Combination Therapy for Waldenström's Macroglobulinemia Gets Priority Review

Ibrutinib is currently approved as a single agent in Waldenstrom's macroglobulinemia
Ibrutinib is currently approved as a single agent in Waldenstrom's macroglobulinemia

A supplemental New Drug Application (sNDA) for ibrutinib (Imbruvica; Pharmacyclics and Janssen Biotech) to be used in combination with rituximab (Rituxan; Genentech and Biogen) to treat Waldenström's macroglobulinemia (WM), has been accepted for Priority Review by the Food and Drug Administration (FDA). 

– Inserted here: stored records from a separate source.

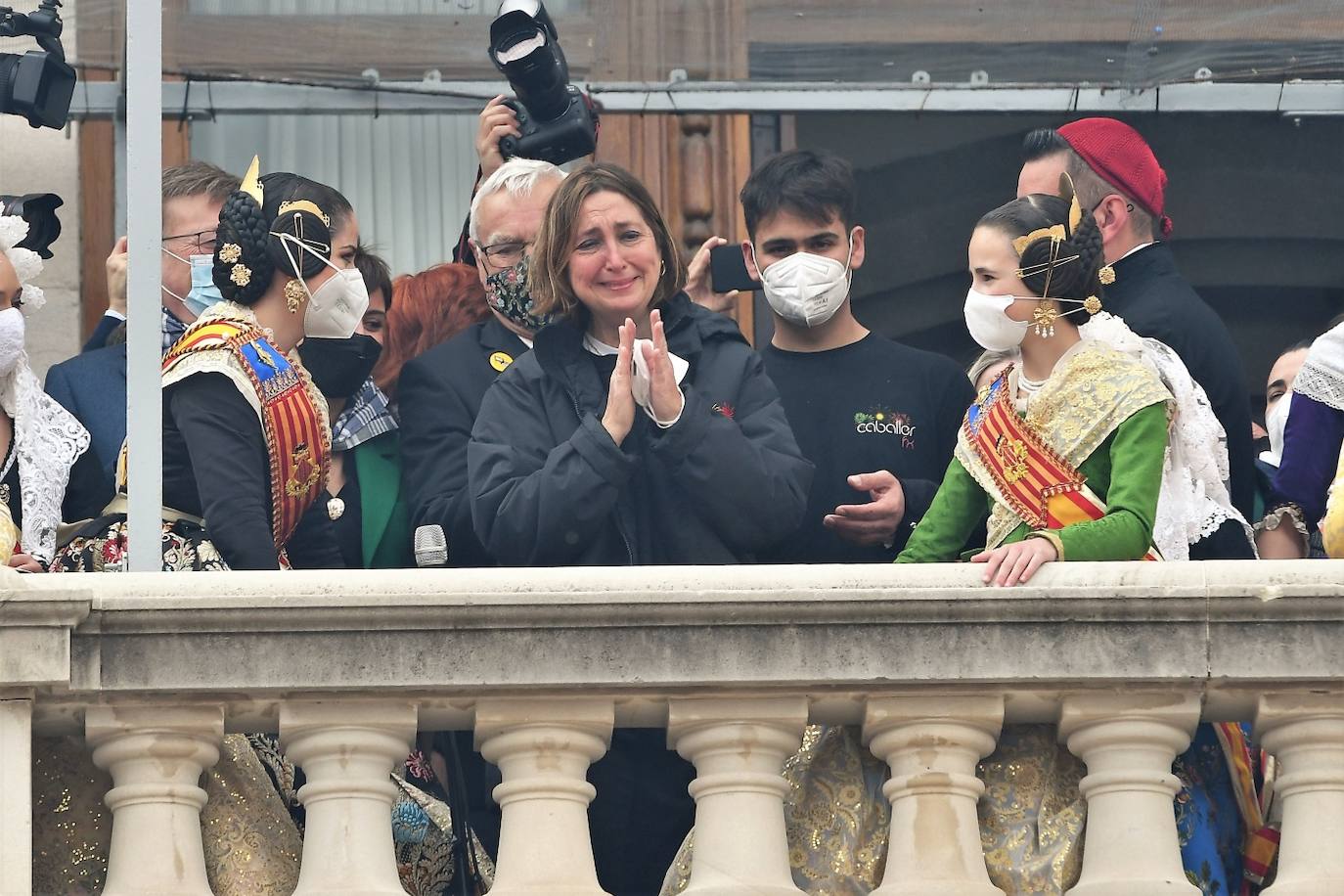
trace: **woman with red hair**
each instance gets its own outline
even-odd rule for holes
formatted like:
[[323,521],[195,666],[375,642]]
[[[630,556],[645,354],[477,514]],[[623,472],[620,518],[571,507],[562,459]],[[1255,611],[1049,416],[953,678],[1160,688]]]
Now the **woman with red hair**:
[[406,361],[446,343],[491,316],[485,289],[470,265],[434,265],[392,281],[383,356],[374,382],[396,400],[396,380]]

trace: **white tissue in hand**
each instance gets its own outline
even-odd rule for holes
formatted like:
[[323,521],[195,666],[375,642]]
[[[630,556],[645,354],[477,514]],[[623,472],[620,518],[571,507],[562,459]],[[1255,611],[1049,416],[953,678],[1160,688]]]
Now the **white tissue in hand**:
[[[649,363],[644,357],[644,347],[653,347],[653,340],[650,339],[637,339],[634,340],[634,376],[630,379],[630,394],[634,396],[636,403],[642,407],[649,415],[653,415],[653,403],[650,398],[652,380],[649,377]],[[677,386],[681,384],[681,379],[685,372],[691,368],[685,360],[677,357],[672,352],[668,352],[668,360],[672,361],[672,375],[676,377]],[[656,418],[655,418],[656,419]]]

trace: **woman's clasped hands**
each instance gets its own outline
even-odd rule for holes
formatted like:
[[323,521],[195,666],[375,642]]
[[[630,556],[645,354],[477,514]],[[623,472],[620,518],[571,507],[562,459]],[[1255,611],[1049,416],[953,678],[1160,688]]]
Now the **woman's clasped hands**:
[[[671,426],[680,416],[685,398],[681,395],[676,372],[672,369],[663,316],[656,310],[649,316],[649,328],[653,339],[638,344],[644,365],[648,369],[648,407],[655,420],[663,426]],[[637,348],[634,321],[626,317],[625,322],[621,324],[620,334],[616,369],[612,371],[606,410],[602,412],[602,427],[617,445],[625,441],[625,437],[630,434],[630,427],[634,426],[634,351]]]

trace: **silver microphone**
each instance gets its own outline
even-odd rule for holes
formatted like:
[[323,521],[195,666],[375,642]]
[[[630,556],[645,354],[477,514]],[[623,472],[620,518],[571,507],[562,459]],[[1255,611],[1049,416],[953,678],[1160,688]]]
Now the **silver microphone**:
[[441,525],[415,527],[415,566],[448,566],[448,539]]

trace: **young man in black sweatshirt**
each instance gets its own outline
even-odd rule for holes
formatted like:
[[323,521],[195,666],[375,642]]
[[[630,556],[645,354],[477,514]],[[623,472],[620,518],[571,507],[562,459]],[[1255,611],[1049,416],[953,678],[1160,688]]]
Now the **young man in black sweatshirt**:
[[855,320],[849,281],[866,251],[855,206],[853,171],[829,153],[780,153],[742,188],[742,253],[774,312],[761,356],[816,466],[802,527],[763,562],[891,562],[929,509],[974,398],[948,357]]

Ibrutinib is a first-in-class, oral therapy that blocks the Bruton's tyrosine kinase protein. It is currently approved as monotherapy in WM, a rare, incurable form of non-Hodgkin's lymphoma. 

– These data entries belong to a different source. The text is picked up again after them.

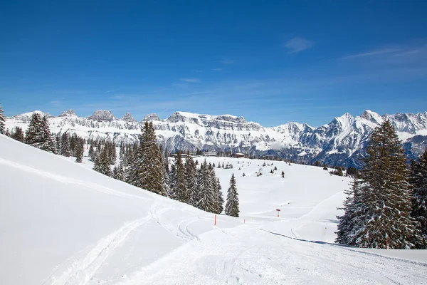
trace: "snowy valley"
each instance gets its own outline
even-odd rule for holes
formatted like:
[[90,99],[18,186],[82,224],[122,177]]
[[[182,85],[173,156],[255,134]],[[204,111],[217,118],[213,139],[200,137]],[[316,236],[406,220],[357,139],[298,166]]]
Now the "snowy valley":
[[[288,123],[265,128],[231,115],[210,115],[176,112],[165,120],[156,114],[137,122],[131,114],[118,119],[109,110],[97,110],[88,118],[72,110],[49,118],[53,134],[76,133],[84,138],[107,138],[116,144],[138,140],[144,122],[153,122],[159,143],[169,152],[231,151],[253,156],[278,156],[288,160],[344,167],[360,167],[369,135],[384,120],[390,120],[402,140],[407,156],[414,158],[427,146],[427,112],[383,116],[366,110],[361,116],[346,113],[329,124],[313,128]],[[33,112],[6,118],[6,126],[26,130]]]
[[234,173],[240,197],[240,217],[214,225],[213,214],[92,170],[87,152],[79,164],[0,135],[0,284],[426,282],[426,251],[333,243],[350,178],[206,157],[233,164],[216,176],[225,195]]

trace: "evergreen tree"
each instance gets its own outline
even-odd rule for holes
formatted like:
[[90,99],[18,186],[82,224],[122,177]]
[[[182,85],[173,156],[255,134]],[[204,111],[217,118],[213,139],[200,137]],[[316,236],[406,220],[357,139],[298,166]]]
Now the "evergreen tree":
[[421,237],[410,217],[408,172],[401,142],[389,120],[375,129],[366,152],[357,198],[360,200],[354,205],[354,220],[349,222],[356,226],[349,237],[339,237],[339,240],[349,238],[359,247],[414,248]]
[[226,214],[232,217],[238,217],[238,194],[236,187],[236,177],[234,173],[231,175],[230,187],[227,191],[227,203],[226,204]]
[[19,142],[23,142],[23,131],[21,127],[16,127],[11,134],[11,138]]
[[41,118],[41,126],[43,143],[40,145],[39,148],[49,152],[56,153],[56,143],[53,135],[51,133],[49,122],[46,116],[43,116]]
[[188,155],[185,160],[185,187],[191,206],[197,206],[197,167],[194,160]]
[[178,151],[176,153],[176,158],[175,159],[175,171],[176,171],[176,185],[174,192],[176,195],[176,200],[184,203],[188,202],[188,195],[187,190],[185,187],[185,173],[184,164],[182,163],[182,158],[181,152]]
[[411,164],[411,187],[413,191],[411,216],[416,221],[422,242],[418,249],[427,249],[427,150],[419,162]]
[[70,156],[70,138],[68,134],[64,133],[60,136],[60,155],[68,157]]
[[338,209],[344,209],[344,214],[342,216],[337,216],[339,221],[336,232],[337,237],[335,239],[335,242],[356,246],[356,235],[355,233],[360,231],[364,227],[360,219],[362,208],[360,200],[360,188],[362,181],[356,178],[350,183],[351,188],[344,191],[347,195],[347,198],[344,200],[342,208]]
[[132,185],[154,193],[166,195],[163,160],[152,122],[145,122],[139,147],[132,162],[130,179]]
[[75,145],[75,162],[82,163],[83,162],[84,148],[83,144]]
[[218,198],[212,190],[211,182],[208,163],[205,160],[200,165],[197,177],[197,207],[214,213],[218,210]]
[[6,117],[4,117],[4,113],[3,112],[3,108],[1,108],[1,103],[0,103],[0,134],[5,134],[5,124]]
[[224,197],[222,194],[222,187],[219,182],[219,178],[216,178],[216,194],[218,195],[218,214],[221,214],[224,210]]
[[25,142],[41,150],[56,152],[55,140],[49,130],[49,123],[46,116],[41,118],[39,114],[33,113],[26,133]]
[[110,157],[108,157],[108,147],[104,146],[100,157],[100,172],[104,175],[111,176],[111,168],[110,167]]

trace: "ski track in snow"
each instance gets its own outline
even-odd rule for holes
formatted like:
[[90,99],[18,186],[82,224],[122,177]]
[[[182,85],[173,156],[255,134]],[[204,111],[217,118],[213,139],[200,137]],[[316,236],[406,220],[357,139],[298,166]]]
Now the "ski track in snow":
[[117,231],[102,238],[91,249],[84,250],[61,264],[41,285],[85,285],[132,231],[142,226],[151,215],[127,223]]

The sNDA is supported by data from the Phase 3 iNNOVATE (PCYC-1127) trial which assessed ibrutinib in combination with rituximab vs rituximab alone in 150 patients with previously untreated and relapsed/refractory WM. Results showed that the progression-free survival rate was 82% in the ibrutinib-rituximab combination group vs 28% in the placebo-rituximab group (hazard ratio, 0.20; P<0.01). Grade 3 or higher adverse events that occurred more frequently with ibrutinib–rituximab than with placebo–rituximab included atrial fibrillation (12% vs 1%) and hypertension (13% vs 4%).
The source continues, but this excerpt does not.